Grace Schust, along with her family, spoke about her family’s drumming history during the AHS annual meeting. Photo: Bonny Morris

In the early 80’s Grace was introduced to African drumming at a weeklong drumming conference given by Babatunde Olatunji, well-known Nigerian drummer and leader of the “Drums of Passion”, a group that Grace had first seen at the 1965 World’s Fair. Baba introduced many people to drumming across the world. The Schust’s started building drums and built Grace’s first drum out of Curly Maple, Padauk and purple heart wood. Their company was called Timbre Drums. They made many drums for people in Andover and built drums for Baba.
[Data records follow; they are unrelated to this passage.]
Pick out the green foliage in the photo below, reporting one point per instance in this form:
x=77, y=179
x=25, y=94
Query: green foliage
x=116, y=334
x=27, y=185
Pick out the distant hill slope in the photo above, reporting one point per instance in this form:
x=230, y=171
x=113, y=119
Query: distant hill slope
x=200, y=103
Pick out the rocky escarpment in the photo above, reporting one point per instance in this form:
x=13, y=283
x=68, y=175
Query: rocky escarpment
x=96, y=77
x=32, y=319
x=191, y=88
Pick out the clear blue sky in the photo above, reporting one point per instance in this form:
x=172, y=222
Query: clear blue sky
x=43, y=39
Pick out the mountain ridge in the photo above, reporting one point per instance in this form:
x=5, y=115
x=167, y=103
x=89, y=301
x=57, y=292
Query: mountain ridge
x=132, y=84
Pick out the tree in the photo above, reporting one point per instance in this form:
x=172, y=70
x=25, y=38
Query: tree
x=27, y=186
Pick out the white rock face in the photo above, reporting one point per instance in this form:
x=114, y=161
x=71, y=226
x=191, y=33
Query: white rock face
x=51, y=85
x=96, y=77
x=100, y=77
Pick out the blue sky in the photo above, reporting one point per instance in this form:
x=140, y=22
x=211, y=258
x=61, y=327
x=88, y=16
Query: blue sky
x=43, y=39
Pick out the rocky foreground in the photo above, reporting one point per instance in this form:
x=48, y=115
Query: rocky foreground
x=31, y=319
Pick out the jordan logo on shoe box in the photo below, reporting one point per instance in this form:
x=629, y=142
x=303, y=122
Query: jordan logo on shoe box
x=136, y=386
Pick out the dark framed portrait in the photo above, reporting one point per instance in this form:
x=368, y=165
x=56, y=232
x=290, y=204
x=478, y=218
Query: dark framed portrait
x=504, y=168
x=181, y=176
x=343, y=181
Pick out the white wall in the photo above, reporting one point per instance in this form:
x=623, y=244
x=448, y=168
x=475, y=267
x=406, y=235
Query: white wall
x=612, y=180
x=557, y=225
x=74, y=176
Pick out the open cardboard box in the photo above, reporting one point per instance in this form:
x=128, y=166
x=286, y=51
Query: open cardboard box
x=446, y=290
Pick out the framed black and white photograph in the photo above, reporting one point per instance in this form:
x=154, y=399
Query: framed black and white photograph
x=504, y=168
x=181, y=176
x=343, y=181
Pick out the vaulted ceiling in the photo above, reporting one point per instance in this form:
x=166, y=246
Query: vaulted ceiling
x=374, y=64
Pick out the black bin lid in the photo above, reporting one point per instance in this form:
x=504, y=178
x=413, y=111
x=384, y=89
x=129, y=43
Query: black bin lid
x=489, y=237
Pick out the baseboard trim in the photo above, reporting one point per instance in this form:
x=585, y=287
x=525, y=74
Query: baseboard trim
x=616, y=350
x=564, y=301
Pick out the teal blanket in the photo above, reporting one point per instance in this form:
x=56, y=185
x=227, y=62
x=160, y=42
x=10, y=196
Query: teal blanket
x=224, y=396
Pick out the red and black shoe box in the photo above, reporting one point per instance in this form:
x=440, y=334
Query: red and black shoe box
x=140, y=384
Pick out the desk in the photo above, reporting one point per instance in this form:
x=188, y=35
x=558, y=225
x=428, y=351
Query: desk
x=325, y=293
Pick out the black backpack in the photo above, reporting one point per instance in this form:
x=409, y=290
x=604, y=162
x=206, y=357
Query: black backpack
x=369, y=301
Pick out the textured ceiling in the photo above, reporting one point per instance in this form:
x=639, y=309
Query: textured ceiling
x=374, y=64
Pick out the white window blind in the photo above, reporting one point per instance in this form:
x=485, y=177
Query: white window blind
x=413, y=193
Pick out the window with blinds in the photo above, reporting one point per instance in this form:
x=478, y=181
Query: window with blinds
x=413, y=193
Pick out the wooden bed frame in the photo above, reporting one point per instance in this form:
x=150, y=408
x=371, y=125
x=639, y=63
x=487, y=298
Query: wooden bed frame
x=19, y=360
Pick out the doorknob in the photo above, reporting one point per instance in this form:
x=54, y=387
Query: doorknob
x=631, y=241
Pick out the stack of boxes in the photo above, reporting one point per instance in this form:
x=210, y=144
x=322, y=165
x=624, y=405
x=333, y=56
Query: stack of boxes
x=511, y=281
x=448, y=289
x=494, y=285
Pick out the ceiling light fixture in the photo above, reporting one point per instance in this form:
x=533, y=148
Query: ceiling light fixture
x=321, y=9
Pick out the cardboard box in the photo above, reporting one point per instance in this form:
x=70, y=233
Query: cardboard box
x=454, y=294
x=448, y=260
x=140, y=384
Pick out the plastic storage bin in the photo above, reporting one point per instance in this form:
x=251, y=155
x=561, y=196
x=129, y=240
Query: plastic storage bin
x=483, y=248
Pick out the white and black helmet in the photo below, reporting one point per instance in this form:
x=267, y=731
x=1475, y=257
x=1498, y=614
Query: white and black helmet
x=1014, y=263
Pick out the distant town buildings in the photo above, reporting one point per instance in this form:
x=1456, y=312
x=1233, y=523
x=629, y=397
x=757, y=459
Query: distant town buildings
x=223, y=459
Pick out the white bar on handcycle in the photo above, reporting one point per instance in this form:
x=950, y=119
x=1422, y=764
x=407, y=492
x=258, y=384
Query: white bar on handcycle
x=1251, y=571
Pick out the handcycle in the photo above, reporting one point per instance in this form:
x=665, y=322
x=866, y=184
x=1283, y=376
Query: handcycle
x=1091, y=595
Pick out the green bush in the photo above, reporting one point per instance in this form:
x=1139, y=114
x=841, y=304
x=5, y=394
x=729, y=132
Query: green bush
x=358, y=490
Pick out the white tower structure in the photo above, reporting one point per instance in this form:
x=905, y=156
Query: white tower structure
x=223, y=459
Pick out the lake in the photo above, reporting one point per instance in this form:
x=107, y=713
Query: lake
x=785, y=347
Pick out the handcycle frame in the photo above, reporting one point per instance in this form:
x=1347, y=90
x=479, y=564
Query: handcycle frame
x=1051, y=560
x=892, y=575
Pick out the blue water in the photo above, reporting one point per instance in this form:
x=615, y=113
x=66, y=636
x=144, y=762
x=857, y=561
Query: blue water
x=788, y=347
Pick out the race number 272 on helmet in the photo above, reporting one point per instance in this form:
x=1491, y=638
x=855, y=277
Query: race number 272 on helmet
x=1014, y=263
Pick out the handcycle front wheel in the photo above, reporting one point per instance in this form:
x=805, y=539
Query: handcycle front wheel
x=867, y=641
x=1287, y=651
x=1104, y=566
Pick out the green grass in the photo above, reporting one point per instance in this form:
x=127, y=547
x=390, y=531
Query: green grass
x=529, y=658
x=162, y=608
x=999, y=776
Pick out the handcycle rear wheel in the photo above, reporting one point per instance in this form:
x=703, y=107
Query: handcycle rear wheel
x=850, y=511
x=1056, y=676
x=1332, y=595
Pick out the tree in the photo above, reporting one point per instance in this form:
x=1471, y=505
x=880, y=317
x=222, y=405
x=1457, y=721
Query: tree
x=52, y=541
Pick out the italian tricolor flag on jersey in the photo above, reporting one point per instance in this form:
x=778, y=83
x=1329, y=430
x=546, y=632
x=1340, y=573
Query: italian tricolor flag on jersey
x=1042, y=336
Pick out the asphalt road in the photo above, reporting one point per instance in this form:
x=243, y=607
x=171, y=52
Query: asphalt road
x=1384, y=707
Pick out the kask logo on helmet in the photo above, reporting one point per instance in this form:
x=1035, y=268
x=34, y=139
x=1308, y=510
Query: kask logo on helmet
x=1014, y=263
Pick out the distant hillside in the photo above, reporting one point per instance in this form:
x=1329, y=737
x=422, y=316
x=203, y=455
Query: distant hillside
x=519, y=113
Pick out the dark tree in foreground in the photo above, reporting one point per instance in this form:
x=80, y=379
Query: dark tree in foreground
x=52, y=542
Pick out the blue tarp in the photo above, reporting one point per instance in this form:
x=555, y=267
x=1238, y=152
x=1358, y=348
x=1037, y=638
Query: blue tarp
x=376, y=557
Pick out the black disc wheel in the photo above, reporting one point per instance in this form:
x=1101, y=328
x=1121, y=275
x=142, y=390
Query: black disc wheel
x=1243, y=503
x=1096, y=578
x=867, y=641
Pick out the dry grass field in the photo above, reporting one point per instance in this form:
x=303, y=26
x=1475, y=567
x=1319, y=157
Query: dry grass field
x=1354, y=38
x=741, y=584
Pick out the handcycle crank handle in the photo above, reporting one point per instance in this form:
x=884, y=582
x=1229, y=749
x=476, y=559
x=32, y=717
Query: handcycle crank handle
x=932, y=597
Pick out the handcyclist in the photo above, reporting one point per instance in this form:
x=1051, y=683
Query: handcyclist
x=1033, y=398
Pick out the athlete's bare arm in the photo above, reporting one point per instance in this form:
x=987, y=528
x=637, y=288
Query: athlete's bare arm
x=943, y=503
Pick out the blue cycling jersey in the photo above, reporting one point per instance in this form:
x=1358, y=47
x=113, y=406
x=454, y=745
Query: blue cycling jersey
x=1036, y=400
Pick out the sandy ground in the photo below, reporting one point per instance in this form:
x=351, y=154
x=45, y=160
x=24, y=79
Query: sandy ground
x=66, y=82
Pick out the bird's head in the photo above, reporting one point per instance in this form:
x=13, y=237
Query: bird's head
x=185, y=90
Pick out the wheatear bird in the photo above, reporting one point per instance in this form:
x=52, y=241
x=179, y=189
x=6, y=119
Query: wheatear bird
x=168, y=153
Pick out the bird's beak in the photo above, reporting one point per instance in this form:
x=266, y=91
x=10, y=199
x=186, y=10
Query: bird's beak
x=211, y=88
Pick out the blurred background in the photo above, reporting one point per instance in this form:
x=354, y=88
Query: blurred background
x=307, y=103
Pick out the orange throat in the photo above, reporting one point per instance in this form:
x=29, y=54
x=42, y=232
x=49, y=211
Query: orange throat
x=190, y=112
Grace was handed over the Andover Creative Arts Association. She revamped the non-profit and started Arts Bridge the World which began the cross-cultural exchange by hosting a Haitian drumming and dancing group at Andover Elementary/Middle School. Some teachers were worried about the drummers coming because of the misconception of Haitian music as being black magic or voodoo. The folkloric drummers got all the kids dancing and singing. They were very popular, and when the drummers were outside during recess, the students made a long line around the building to get their autographs.

Grace recalled driving a group of Nigerian “talking drummers” to UNH for a concert and workshop. The talking drum can change pitch and mimic the Yoruba language which has specific pitches for words (known as a tonal language). They were all listening to some drumming music that they had brought with them on a tape. Everyone was silent in the car, and then suddenly the drummers were yelling at each other. There was silence for about 5 more minutes and then the yelling started again. Grace asked, “What is going on?  What is all the yelling about?” It turns out, the drumming tape was a letter played on a talking drum” by the father of Sikiru, one of the drummers in the car. His father was complaining about Sikiru’s brother, which caused the argument. Sikiru explained that his father had only spoken to him using the talking drum since birth. The talking drum tradition is slowly dying due to modern life. These cross-cultural drumming programs help to carry on the ancient culture. 

It was a wonderful evening, and they brought drums and other hand percussion instruments for everyone to play. They taught the AHS a few rhythms and songs. As a nod to railroad history, they taught a song “Akiwowo” about the first conductor of trans-Nigerian railroad.